Los viajes en crucero representan una de las formas más atractivas de turismo contemporáneo, combinando descanso, entretenimiento y desplazamiento internacional en un mismo entorno. Sin embargo, esta experiencia también implica convivir en un espacio altamente concentrado donde la salud puede verse comprometida con facilidad.
La combinación de áreas compartidas, contacto cercano entre pasajeros y cambios constantes de destino convierte a los cruceros en escenarios propicios para la aparición de brotes infecciosos y otras afecciones. Comprender las enfermedades comunes en estos espacios permite anticipar riesgos y disfrutar de la travesía con mayor seguridad.
¿Por qué los cruceros están propensos al brote de enfermedades?
Los cruceros son especialmente susceptibles a la propagación de enfermedades debido a su funcionamiento como una especie de ciudad flotante cerrada, donde miles de pasajeros y tripulantes conviven en espacios reducidos durante periodos determinados. De acuerdo con especialistas en salud y con los Centros para el Control y la Prevención de Enfermedades (CDC), estas condiciones favorecen la transmisión rápida de virus y bacterias.
A esto se suma el funcionamiento de los sistemas de ventilación, los cuales pueden recircular aire en áreas cerradas, contribuyendo a la dispersión de agentes infecciosos respiratorios.
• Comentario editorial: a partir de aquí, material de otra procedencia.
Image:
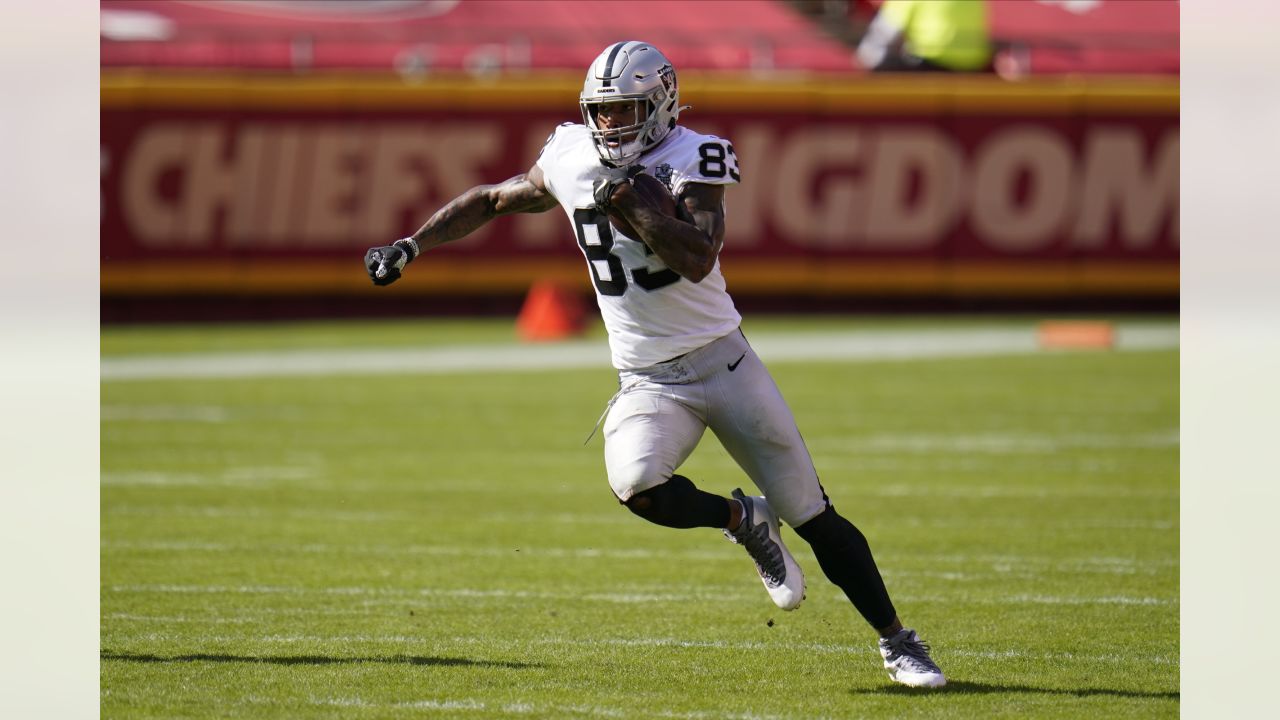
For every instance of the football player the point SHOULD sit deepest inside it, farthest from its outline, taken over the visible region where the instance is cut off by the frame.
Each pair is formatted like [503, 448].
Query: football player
[684, 365]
Además, el hecho de que los pasajeros provengan de diferentes regiones del mundo y que existan escalas constantes en distintos puertos incrementa la posibilidad de introducir nuevas enfermedades a bordo.
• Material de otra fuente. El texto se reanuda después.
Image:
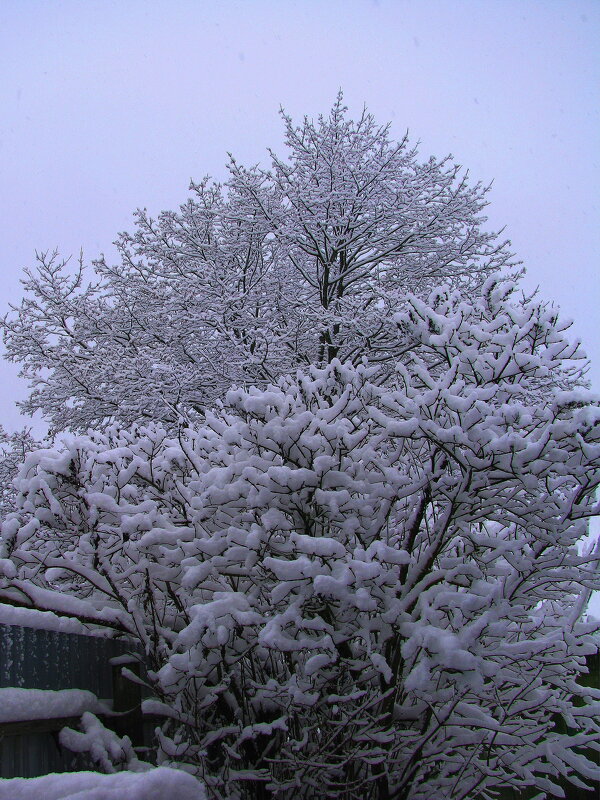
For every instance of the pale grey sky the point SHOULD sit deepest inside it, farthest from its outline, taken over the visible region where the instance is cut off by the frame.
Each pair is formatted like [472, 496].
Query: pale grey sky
[107, 106]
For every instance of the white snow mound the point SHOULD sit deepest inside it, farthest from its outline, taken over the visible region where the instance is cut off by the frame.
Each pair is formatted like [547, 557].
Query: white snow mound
[157, 784]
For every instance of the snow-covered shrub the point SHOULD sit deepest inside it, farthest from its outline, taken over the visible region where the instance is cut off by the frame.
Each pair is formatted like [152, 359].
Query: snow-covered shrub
[345, 588]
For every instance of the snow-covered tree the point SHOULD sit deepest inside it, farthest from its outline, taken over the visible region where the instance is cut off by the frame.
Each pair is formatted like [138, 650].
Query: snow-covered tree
[277, 269]
[361, 582]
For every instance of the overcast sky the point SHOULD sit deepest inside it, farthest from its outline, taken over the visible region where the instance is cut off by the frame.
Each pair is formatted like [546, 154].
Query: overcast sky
[108, 106]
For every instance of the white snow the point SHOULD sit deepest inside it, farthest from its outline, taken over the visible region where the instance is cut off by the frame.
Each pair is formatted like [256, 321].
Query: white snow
[18, 705]
[157, 784]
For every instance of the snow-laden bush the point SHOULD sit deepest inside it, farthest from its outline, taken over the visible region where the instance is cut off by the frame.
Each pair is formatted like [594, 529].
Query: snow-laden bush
[344, 588]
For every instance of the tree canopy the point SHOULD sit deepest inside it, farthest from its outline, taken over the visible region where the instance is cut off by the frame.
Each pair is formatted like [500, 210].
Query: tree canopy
[276, 269]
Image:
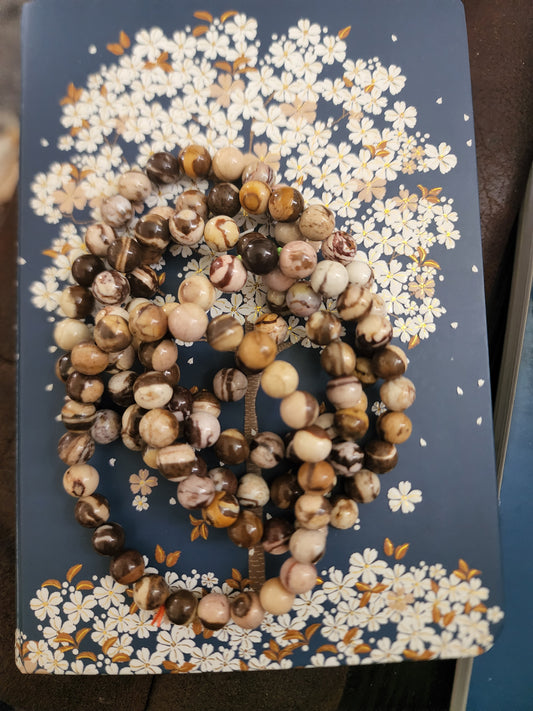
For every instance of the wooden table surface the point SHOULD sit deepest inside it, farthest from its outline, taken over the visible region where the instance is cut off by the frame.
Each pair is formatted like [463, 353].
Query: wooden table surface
[500, 42]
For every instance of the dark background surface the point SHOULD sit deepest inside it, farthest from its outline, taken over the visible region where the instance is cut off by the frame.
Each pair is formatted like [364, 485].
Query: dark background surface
[500, 46]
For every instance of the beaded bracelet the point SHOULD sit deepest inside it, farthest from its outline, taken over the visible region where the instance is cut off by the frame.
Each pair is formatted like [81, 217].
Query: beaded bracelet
[168, 422]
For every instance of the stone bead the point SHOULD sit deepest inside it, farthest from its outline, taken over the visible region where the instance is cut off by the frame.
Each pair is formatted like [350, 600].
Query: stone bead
[275, 598]
[129, 433]
[197, 289]
[312, 511]
[338, 359]
[152, 230]
[188, 322]
[75, 448]
[398, 393]
[78, 416]
[223, 199]
[380, 457]
[84, 388]
[344, 392]
[195, 161]
[322, 327]
[247, 530]
[394, 427]
[201, 430]
[85, 268]
[163, 168]
[159, 428]
[69, 332]
[108, 539]
[300, 409]
[276, 535]
[214, 611]
[246, 610]
[346, 457]
[285, 203]
[110, 287]
[316, 477]
[150, 591]
[360, 273]
[134, 185]
[181, 607]
[224, 333]
[230, 384]
[285, 490]
[259, 170]
[297, 259]
[224, 479]
[340, 247]
[228, 164]
[256, 351]
[186, 227]
[372, 333]
[127, 567]
[76, 301]
[254, 196]
[344, 513]
[80, 480]
[152, 390]
[106, 426]
[297, 577]
[228, 273]
[266, 450]
[302, 300]
[253, 491]
[329, 278]
[196, 492]
[307, 546]
[280, 379]
[92, 510]
[177, 462]
[116, 211]
[98, 237]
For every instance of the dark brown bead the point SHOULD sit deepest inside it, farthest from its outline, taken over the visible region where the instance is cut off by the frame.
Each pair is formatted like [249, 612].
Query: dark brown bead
[223, 199]
[127, 567]
[181, 607]
[162, 167]
[108, 539]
¿Cuáles son las enfermedades más comunes en los cruceros?
De acuerdo con los Centros para el Control y la Prevención de Enfermedades (CDC), las principales enfermedades en cruceros incluyen padecimientos respiratorios, gastrointestinales, lesiones accidentales como caídas, y mareos relacionados con el movimiento del barco. Dentro de este conjunto, algunas destacan por su frecuencia y nivel de contagio.
1. Norovirus
El norovirus es una de las enfermedades más frecuentes en cruceros. Según datos del CDC, representa un alto porcentaje de los brotes gastrointestinales registrados en este tipo de embarcaciones. Su facilidad de transmisión entre personas lo convierte en un riesgo constante en espacios cerrados. Este virus provoca síntomas como diarrea, vómito y dolor abdominal, generalmente asociados al consumo de alimentos o agua contaminada, así como al contacto directo con superficies infectadas.
2. Influenza
La influenza, tanto tipo A como B, también es común en los cruceros debido a la diversidad de procedencias de los pasajeros y la tripulación. Durante todo el año pueden registrarse brotes, ya que en un mismo viaje coinciden personas expuestas a distintas cepas del virus en diferentes regiones del mundo. Esto favorece la circulación continua de la gripe dentro del barco.
3. Legionelosis
La legionelosis es una infección causada por bacterias que pueden desarrollarse en sistemas de agua caliente con mantenimiento deficiente, como jacuzzis, regaderas o albercas. Esta enfermedad puede provocar fiebre, tos seca, dolor muscular y cefaleas. Su presencia en cruceros está asociada a instalaciones acuáticas mal desinfectadas o con controles sanitarios insuficientes.
4. Sarampión
El sarampión, aunque considerado eliminado en varios países, aún puede aparecer en contextos de movilidad internacional como los cruceros. Una encuesta publicada por la agencia estadounidense AARP señala que esta enfermedad puede permanecer en el aire durante horas después de que una persona infectada ha abandonado un espacio cerrado, lo que incrementa el riesgo de contagio en ambientes compartidos.
5. Mareos
El mareo por movimiento es una de las molestias más comunes durante los viajes en crucero. Aunque no se trata de una enfermedad contagiosa, sí afecta la experiencia de los pasajeros. Se produce por el movimiento constante del barco sobre el mar y puede generar náuseas, vértigo y malestar general. Afortunadamente, suele ser temporal y desaparece conforme el cuerpo se adapta al entorno.
¿Qué tener en cuenta antes de subir a un crucero?
Antes de abordar un crucero, los especialistas recomiendan realizar una revisión médica general, actualizar esquemas de vacunación y considerar cualquier condición de salud preexistente. También es importante identificar alergias o necesidades médicas específicas para informar a la tripulación.
Durante el viaje, seguir las normas de higiene es fundamental para reducir el riesgo de enfermedades en cruceros. El lavado frecuente de manos, el consumo de alimentos en condiciones seguras y el respeto a las indicaciones sanitarias a bordo ayudan a prevenir infecciones gastrointestinales y respiratorias. Estas medidas simples contribuyen de manera significativa a mantener la salud durante la travesía.